Je l’avoue, ça ne me semble pas appétissant à première vue, mais je décide de tenter le coup. Jusqu’à maintenant, aucune découverte culinaire ne m’a déçue ici.
Je suis rapidement récompensée de ne pas avoir jugé trop vite, parce qu’une seule bouchée du champignon révèle un goût délicieux de beurre, mélangé à une touche terreuse qui rappelle le goût des champignons shiitakes et finalement, la saveur du maïs en note légère. Ce qui me surprend le plus est sa texture: moelleuse et fondante, elle se marie parfaitement à celle du fromage -particulièrement avec le quesillo, un fromage originaire de Oaxaca, qui fait penser à de longs morceaux de fromage swik swik québécois-. C’est, sans aucun doute, délicieux. La dame du kiosque aperçoit mon expression étonnée. Je la sens fière. Elle m’indique que l’on mange ici le huitlacoche dans les quesadillas -comme celui qui remplit ma bouche pendant qu’elle me parle- mais aussi dans les tacos et les empanadas, qui sont en fait les plats les plus populaires du pays. Il peut s’apprêter simplement; comme les autres champignons que l’on connaît. Il se marie particulièrement bien aux fleurs de courges.
J’apprendrai plus tard, au marché local, que le champignon se développe normalement de manière aléatoire dans les champs.
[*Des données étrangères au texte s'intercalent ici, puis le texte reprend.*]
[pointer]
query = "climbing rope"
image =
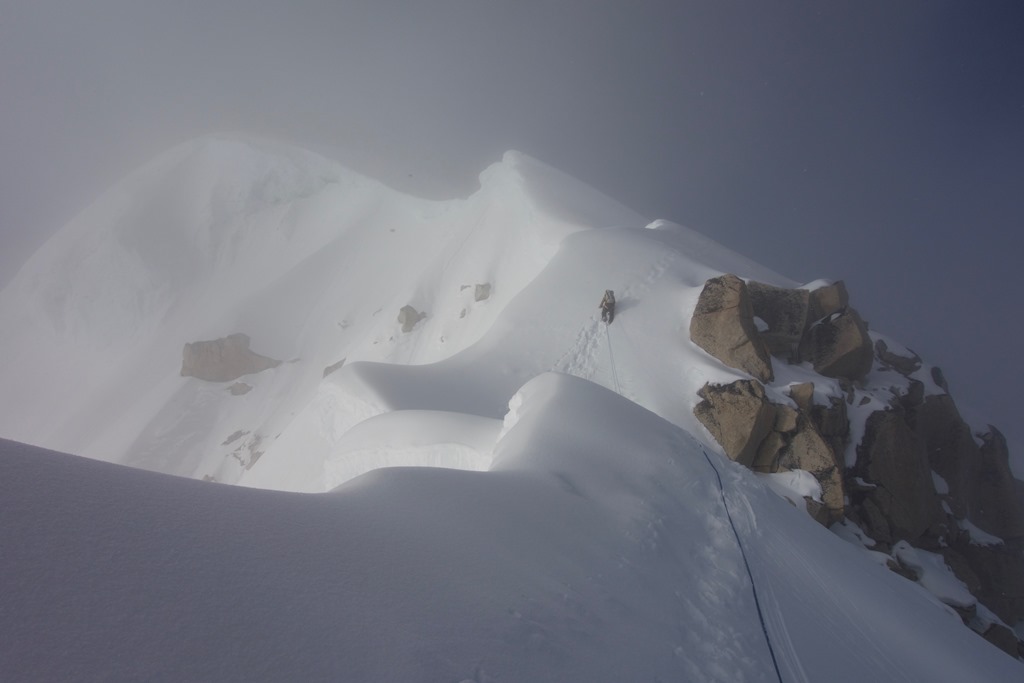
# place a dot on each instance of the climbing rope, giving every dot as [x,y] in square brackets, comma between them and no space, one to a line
[611,356]
[742,553]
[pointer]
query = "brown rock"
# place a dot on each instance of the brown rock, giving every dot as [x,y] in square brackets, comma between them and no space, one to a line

Les familles productrices de maïs, qui sont très nombreuses ici, le récoltent tout simplement à la main lorsqu’elles en trouvent par chance au champ. Sa production commerciale est, pour l’instant, très peu répandue. C’est dans l’État de Puebla, situé tout juste au sud de la grande et effervescente Ciudad de México, que des villages se spécialisent maintenant dans la production et la multiplication du Huitlacoche dans le but de le commercialiser à plus grande échelle. On utilise là-bas des techniques d’inoculation pour répandre volontairement les spores sur plus de 600 hectares de maïs. On espère ainsi atteindre une forme de standardisation des techniques de production et de transformation, qui permettrait de vendre le champignon à travers le monde. Parce que la valeur du huitlacoche est supérieure aux produits du maïs -il peut se vendre jusqu’à 12 fois plus cher du kilo-, la production du champignon permet aux producteurs d’atteindre une stabilité financière beaucoup plus intéressante.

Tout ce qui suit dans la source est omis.